Elbruz Dağı’nın eteklerinde uzanan düz bir ovada kurulu ve 250 senelik bir geçmişi olan Tahran’da, doğrudur ki, İstanbul’da olduğu gibi, her tepesinden bir görkemli tarihî cami siluetinin yükseldiği gibi manzara sözkonusu değildir. Ama, bünyesinde irili-ufaklı yüzlerce mescid bulunan Tahran’da mihmandarının kendisini en azından, Huseyniye-i İrşad’a, yapımı yeni tamamlanan Musalla Mescidi’ne, Mescid-i Kuba ve Mescid-i Narmek’e ve Radyo-Televizyon (Câm-ı Cem) kurumu yakınında İnqılab sonrasında zarif mimarîsiyle yükselen Bilâl-i Habeşi mescidi başta olmak üzere, câmileri ve mescidleriyle ve daha bir mütedeyyin sosyal yapısıyla ayrı bir mekan (ve Tahran’ın asıl merkezi) olan Şehr-i Rey’e, Güney Tahran’daki tarihî ve görkemli Sipehsalar ( Mutahharî) külliyesine, günlük ticarî hayatın en dağdağalı merkezinde bulunan Mescid-i Lalezâr’a, Mescid-i Bazaar’a ve kuzeyde dağın eteğindeki Tecriş mıntıkasındaki mescidlere ve (merhûm İmam Khomeynî’nin on yıla yakın süre, yanıbaşında ikamet ettiği) Cemârân Mescidi’ne götürmemiş olması teessüfe değer..
Diğer şehirlerde birkaçı büyük olmak üzere, irili-ufaklı yüzlerce mescid vardır.
Yûsuf Bey kardeşimizin gittiği ve hayran kaldığını yazdığı İsfehan’da onca tarihî ve güzelim mescidleri görmemiş olması da imkânsız bir şey olsa gerek..
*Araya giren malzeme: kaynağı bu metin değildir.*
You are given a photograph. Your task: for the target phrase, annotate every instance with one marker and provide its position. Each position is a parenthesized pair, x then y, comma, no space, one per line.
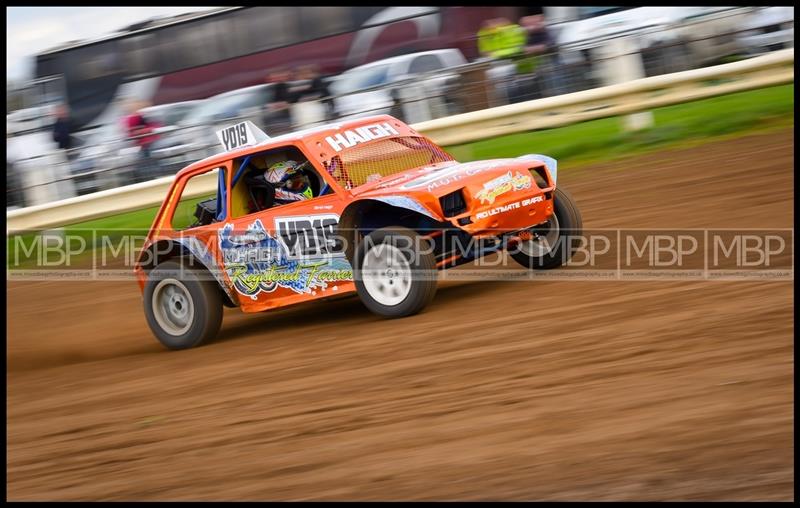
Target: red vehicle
(383,209)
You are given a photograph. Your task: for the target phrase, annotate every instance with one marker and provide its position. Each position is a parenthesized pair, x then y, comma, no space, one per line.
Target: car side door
(288,253)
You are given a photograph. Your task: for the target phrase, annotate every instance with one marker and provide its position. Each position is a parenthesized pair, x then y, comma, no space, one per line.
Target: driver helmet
(290,183)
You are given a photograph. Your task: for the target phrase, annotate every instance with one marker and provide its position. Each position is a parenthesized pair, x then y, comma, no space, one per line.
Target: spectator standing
(501,41)
(277,117)
(141,133)
(541,57)
(310,87)
(62,131)
(499,38)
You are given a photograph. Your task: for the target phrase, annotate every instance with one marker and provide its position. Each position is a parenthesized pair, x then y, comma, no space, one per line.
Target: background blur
(674,387)
(111,109)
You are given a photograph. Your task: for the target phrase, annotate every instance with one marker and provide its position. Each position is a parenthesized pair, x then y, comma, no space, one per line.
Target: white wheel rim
(386,274)
(544,238)
(173,307)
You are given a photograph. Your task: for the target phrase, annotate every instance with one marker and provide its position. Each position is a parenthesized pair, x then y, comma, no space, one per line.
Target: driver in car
(290,182)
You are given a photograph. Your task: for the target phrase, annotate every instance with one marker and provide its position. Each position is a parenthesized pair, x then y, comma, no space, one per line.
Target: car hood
(433,181)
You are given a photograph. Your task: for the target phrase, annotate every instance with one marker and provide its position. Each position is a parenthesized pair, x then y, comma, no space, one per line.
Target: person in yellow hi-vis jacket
(499,39)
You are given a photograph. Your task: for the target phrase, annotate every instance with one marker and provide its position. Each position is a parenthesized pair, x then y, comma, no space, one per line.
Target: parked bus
(199,55)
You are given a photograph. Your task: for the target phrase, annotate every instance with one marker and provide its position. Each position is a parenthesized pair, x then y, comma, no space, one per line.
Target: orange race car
(368,206)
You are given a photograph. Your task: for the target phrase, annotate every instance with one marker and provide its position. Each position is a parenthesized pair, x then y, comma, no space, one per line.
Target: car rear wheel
(394,277)
(553,242)
(182,307)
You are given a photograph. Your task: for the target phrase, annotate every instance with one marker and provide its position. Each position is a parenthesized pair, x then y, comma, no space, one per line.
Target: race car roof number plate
(241,134)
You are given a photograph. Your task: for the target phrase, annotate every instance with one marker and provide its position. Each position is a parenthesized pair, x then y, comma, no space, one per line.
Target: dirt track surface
(564,390)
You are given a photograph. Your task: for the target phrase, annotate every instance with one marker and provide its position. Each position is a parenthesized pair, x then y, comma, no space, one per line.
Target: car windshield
(169,114)
(373,160)
(360,78)
(226,105)
(593,12)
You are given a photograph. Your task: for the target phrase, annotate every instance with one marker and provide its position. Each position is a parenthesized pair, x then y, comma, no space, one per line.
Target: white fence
(639,95)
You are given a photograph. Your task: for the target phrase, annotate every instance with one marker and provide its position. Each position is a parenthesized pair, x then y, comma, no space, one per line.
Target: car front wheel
(183,308)
(395,272)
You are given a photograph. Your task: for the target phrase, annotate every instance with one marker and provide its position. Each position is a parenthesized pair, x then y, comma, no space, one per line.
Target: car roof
(305,136)
(398,58)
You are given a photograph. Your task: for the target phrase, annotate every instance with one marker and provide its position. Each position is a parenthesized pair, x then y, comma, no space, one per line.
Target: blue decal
(256,262)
Yûsuf kardeşin, ’bayrak fetişizmi’ sözüne gelince..
Bu sözün, en azından o bayrağın üzerindeki yazılar hasebiyle söylenmemesi temenni olunurdu. Çünkü, o bayrakda, ortadaki sembolik şekil, ’Lailaheillellah’ yazısıdır ve orta şeridin alt ve üstünde ise, İnqılabın zafer günü olan 22 Behmen (11 Şubat) gününe işaret olmak üzere, kufî hat ile yazılı 22 adet ’Allah’u Ekber’ yazısı bulunur. Böyle bir bayrak konusunda, fetişizm ifadesi epeyce ağır kaçmış..
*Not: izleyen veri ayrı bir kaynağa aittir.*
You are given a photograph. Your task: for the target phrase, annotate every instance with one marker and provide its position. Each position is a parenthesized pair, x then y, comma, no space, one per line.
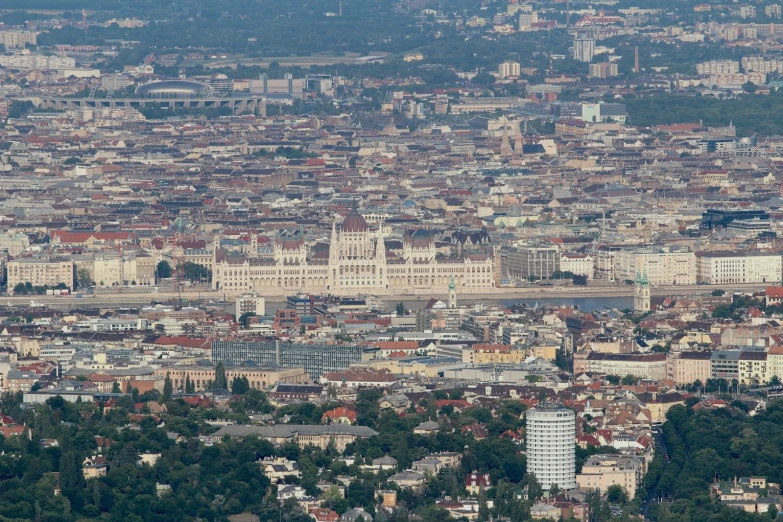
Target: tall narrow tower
(505,146)
(551,429)
(641,294)
(452,294)
(636,59)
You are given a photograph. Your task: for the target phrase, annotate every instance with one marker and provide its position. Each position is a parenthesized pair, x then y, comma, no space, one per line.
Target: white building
(577,264)
(718,67)
(357,262)
(583,49)
(250,304)
(509,69)
(25,60)
(551,434)
(762,64)
(663,268)
(726,268)
(527,18)
(18,39)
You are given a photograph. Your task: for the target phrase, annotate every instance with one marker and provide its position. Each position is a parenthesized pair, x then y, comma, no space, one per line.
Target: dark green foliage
(750,114)
(164,270)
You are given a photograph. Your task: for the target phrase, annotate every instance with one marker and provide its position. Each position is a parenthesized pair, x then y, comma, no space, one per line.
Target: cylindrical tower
(551,436)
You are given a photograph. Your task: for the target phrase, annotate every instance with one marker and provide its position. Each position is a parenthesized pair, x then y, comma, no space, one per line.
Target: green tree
(167,389)
(220,377)
(70,471)
(163,269)
(616,494)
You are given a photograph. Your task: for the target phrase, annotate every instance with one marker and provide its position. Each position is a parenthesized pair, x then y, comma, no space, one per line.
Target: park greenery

Kaldı ki, eskiden böyle bir bayrak tutkusu yoktu ve, Türkiye’deki bayrak tutkusu biraz da şaşkınlıkla karşılanırdı.
Bu yeni durum ise, sanıyorum son zamanlardaki bazı kıpırdanışlara karşı bir tepki olarak gelişmiş olmalı.. Çünkü, daha geçenlerde, bugünkü bayrağa karşı Şah zamanının bayrağı olan ve elinde kılıç tutan bir arslan (şîr) ve güneş (khurşid) ve tâc şekillerini taşıyan ’şir-i hurşid’ bayrağına tâcsız olarak dönülmesi yolunda çağrı yapan etkili isimler bile olmuştu.
*
Yûsuf Kaplan Bey’in bu konudaki yazılarında değindiği diğer hususlar, nihayet, stratejik açıdan değerlendirmelerdir.